# Infer a schema to extract data from files

In this notebook, we will demonstrate how to infer a schema from a set of files and using it to extract structured data from invoice PDF files.

The steps are:
1. Infer a schema from the invoices files.
2. Extract structured data (i.e. JSONs) from invoice PDF files

Additional Resources:
- `LlamaExtract`: https://docs.cloud.llamaindex.ai/

## Setup
Install `llama-extract` client library:

In [None]:
%pip install llama-extract

Bring your own LlamaCloud API key:

In [None]:
import os

os.environ["LLAMA_CLOUD_API_KEY"] = "llx-..."

## Infer the schema
First, let's infer the schema using the invoice files with `LlamaExtract`.

In [None]:
from llama_extract import LlamaExtract

extractor = LlamaExtract()

extraction_schema = await extractor.ainfer_schema(
    "Test Schema", ["./data/noisebridge_receipt.pdf", "./data/parallels_invoice.pdf"]
)

Preview the inferred schema:

In [None]:
print(extraction_schema.data_schema)

{'type': 'object', 'properties': {'Invoice': {'type': 'object', 'properties': {'total': {'type': 'string'}, 'products': {'type': 'string'}, 'salesTax': {'type': 'string'}, 'subtotal': {'type': 'string'}, 'invoiceDate': {'type': 'string'}, 'invoiceNumber': {'type': 'string'}, 'billingAddress': {'type': 'object', 'properties': {'city': {'type': 'string'}, 'name': {'type': 'string'}, 'country': {'type': 'string'}, 'postalCode': {'type': 'string'}}}, 'paymentDetails': {'type': 'object', 'properties': {'taxId': {'type': 'string'}, 'merchant': {'type': 'string'}, 'merchantAddress': {'type': 'object', 'properties': {'city': {'type': 'string'}, 'suite': {'type': 'string'}, 'street': {'type': 'string'}, 'country': {'type': 'string'}, 'postalCode': {'type': 'string'}}}, 'creditCardLastFour': {'type': 'string'}}}, 'referenceNumber': {'type': 'string'}}}}}


## Extract structured data
Now with the schema, we can extract structured data (i.e. JSON) from the our invoices files.

In [None]:
extractions = await extractor.aextract(
    extraction_schema.id,
    ["./data/noisebridge_receipt.pdf", "./data/parallels_invoice.pdf"],
)

Extracting files: 100%|██████████| 2/2 [00:14<00:00,  7.11s/it]

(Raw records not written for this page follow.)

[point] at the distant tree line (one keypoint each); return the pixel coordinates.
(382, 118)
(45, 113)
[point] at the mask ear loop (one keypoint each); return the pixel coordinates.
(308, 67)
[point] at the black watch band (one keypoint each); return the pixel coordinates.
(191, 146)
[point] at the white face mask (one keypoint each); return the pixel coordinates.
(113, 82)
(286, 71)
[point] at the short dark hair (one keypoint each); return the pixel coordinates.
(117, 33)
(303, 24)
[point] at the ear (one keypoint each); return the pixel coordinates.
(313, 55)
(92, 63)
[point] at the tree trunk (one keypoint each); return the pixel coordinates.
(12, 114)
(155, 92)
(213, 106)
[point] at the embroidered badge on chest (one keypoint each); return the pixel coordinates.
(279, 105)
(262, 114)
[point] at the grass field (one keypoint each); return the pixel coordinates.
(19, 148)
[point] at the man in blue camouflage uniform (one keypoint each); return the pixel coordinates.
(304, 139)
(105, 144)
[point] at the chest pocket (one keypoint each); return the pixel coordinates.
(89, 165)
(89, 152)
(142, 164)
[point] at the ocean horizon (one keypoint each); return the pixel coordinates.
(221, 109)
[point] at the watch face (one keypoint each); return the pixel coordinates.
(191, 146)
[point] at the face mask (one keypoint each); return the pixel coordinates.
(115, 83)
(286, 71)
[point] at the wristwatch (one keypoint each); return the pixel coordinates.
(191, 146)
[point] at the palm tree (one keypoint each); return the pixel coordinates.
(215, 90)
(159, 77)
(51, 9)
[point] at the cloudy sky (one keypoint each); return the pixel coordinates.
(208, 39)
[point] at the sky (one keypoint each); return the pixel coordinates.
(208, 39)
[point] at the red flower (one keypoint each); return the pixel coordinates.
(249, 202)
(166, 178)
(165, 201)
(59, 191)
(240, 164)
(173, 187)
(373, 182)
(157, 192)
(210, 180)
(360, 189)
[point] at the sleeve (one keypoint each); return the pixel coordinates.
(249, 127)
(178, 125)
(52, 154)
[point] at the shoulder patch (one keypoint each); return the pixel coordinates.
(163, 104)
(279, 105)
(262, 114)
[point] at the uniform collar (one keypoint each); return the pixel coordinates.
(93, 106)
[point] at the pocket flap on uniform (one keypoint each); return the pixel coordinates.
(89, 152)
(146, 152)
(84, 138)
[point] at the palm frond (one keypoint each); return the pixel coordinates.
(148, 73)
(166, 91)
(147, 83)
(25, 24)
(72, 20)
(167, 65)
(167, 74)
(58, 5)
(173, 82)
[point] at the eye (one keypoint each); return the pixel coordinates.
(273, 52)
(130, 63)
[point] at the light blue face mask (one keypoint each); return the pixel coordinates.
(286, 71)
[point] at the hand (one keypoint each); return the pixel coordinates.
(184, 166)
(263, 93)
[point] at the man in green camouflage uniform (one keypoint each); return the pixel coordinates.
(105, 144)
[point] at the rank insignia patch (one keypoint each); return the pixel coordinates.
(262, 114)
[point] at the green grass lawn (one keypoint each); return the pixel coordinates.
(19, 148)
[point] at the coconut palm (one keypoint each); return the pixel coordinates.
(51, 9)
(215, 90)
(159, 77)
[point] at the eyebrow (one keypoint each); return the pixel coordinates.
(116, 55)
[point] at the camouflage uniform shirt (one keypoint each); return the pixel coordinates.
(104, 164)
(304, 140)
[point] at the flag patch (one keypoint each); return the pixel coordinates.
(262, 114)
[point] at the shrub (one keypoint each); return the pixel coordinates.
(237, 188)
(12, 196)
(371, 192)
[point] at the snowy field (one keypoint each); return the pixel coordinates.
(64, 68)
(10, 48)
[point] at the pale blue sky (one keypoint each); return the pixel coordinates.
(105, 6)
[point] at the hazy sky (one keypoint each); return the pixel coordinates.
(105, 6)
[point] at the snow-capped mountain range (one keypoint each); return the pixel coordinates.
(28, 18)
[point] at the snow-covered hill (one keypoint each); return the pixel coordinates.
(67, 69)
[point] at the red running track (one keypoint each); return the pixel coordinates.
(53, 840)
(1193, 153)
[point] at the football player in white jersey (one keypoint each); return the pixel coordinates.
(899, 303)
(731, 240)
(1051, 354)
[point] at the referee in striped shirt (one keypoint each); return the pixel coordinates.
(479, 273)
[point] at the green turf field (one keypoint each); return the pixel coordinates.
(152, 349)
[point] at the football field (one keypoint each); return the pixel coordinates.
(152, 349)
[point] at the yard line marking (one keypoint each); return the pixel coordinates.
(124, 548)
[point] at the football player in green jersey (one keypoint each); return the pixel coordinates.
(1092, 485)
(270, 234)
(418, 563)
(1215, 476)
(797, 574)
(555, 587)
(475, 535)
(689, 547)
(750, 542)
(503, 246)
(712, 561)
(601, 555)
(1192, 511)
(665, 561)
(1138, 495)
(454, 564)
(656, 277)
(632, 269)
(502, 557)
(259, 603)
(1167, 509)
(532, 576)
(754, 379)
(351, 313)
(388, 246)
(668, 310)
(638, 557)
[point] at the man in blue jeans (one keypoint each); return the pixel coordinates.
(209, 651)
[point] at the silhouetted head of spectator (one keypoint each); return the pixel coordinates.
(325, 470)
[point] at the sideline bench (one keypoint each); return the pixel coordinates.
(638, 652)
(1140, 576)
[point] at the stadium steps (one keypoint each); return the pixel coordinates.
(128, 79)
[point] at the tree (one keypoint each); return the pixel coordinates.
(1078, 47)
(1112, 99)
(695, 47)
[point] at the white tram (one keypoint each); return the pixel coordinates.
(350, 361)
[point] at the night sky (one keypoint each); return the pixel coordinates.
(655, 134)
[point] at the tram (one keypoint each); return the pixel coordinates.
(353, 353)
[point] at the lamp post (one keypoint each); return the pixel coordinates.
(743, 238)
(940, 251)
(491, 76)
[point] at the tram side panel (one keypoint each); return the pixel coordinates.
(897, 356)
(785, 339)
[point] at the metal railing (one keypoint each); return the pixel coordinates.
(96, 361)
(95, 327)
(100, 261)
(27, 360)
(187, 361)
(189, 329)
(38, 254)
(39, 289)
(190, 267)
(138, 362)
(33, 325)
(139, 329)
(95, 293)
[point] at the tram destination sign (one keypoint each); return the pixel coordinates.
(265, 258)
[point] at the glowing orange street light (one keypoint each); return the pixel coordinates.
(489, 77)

Preview the extracted data:

In [None]:
print(extractions[0].data)

{'Invoice': {'total': '$119.99', 'products': 'Parallels Desktop for Mac Pro Edition (1 Year)', 'salesTax': '$0.00', 'subtotal': '$119.99', 'invoiceDate': 'Jul 23, 2024', 'invoiceNumber': 'BKD-73649835575', 'billingAddress': {'city': 'California', 'name': 'Laurie Voss', 'country': 'United States', 'postalCode': '94110'}, 'paymentDetails': {'taxId': '20-4503251', 'merchant': 'Cleverbridge, Inc.', 'merchantAddress': {'city': 'Chicago', 'suite': 'Suite 700', 'street': '350 N Clark', 'country': 'United States', 'postalCode': '60654'}, 'creditCardLastFour': '4469'}, 'referenceNumber': '474534804'}}